1. That several terrible diseases, such as syphilis, cancer, consumption, and scrofulous diseases generally are widely scattered and communicated by vaccination. One vaccinator of twelve years' experience is made to say, "If I had the desire to describe one third of the victims ruined by vaccination, the blood would stand still in your veins." Another, "I have seen hundreds of children killed by it." A medical journal is quoted as saying that consumption has widely spread since the introduction of vaccination; which is very likely also true as regards lawn-mowers and pedestrian matches. A physician to the London Cancer Hospital declares that many of the cases of cancer treated at that institution originated with vaccination! A physician testifies before a Parliamentary committee that eleven out of thirteen children whom he vaccinated became syphilitic. Another declares that a large proportion of apparently inherited syphilis is really imparted through vaccination. A large number of cases of various kinds are cited with full and harrowing details, some of which have been subjects of discussion in medical circles during the past twelve or fourteen years.

2. It is charged that vaccination does not protect its subjects from small-pox. It is pronounced "not only an illusion but a curse to humanity"; "The greatest mistake and delusion in the science of medicine"; "A fanciful illusion in the mind of the discoverer, devoid of scientific foundation." It states that, out of 22,000 cases of smallpox treated in five London hospitals in five years, 17,000 had been vaccinated; and, furthermore, that, since compulsory vaccination had been established, the death-rate from small-pox had more than doubled. Such, in brief, according to these very remarkable statements, have been the results of vaccination in England, and it is in contrast with these statements that the results of vaccination as practiced in the city of New York are here presented.

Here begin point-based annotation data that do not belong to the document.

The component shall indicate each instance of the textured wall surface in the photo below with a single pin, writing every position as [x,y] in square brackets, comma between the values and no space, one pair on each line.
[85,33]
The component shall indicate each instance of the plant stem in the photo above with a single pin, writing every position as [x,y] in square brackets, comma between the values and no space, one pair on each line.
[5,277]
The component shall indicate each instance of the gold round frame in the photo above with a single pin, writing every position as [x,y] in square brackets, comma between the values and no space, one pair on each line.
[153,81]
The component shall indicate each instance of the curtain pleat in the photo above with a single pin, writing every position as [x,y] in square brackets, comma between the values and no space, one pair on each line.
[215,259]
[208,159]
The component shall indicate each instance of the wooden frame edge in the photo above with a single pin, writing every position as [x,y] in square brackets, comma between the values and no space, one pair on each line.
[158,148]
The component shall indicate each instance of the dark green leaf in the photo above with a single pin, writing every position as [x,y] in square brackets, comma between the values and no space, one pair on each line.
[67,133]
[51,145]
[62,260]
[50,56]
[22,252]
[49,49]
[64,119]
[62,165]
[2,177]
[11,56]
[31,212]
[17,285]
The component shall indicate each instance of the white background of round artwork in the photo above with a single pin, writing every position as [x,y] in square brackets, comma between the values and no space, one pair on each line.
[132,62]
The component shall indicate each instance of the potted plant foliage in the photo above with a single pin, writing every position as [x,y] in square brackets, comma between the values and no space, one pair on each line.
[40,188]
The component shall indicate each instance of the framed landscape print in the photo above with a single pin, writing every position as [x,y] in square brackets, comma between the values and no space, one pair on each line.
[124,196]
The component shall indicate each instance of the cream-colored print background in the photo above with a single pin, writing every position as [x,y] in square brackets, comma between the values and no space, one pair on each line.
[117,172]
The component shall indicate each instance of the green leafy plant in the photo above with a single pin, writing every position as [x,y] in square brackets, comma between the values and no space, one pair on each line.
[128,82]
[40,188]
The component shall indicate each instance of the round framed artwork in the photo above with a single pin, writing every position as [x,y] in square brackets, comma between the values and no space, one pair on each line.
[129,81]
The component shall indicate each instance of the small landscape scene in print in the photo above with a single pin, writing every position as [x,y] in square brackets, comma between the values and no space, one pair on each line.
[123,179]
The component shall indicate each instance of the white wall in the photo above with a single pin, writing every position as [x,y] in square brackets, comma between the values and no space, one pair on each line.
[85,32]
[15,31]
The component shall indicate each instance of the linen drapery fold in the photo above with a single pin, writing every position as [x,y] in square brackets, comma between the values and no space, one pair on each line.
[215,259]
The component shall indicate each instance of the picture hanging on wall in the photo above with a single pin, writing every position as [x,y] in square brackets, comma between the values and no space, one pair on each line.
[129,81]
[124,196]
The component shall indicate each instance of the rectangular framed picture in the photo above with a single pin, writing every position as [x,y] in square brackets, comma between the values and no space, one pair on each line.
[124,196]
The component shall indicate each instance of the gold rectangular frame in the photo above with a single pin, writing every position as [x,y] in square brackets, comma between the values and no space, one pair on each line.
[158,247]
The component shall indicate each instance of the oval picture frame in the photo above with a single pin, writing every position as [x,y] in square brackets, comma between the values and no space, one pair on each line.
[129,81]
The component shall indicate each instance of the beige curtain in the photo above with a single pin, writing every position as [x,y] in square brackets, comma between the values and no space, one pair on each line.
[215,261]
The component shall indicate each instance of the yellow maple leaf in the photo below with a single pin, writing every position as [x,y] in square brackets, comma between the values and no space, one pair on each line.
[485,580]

Previous to the epidemic of small-pox in 1874-'75, vaccination had been fairly practiced, but in the same loose and unsystematic manner as was formerly the custom everywhere. Some physicians vaccinated the children of the families in which they were medical attendants and some did not. Vaccination was performed free to those who desired it at all the dispensaries, but no special care was taken to see that all the children in the several districts were vaccinated. Some physicians exercised skill and judgment in collecting the virus and doing the work of vaccination, while others were careless and slovenly.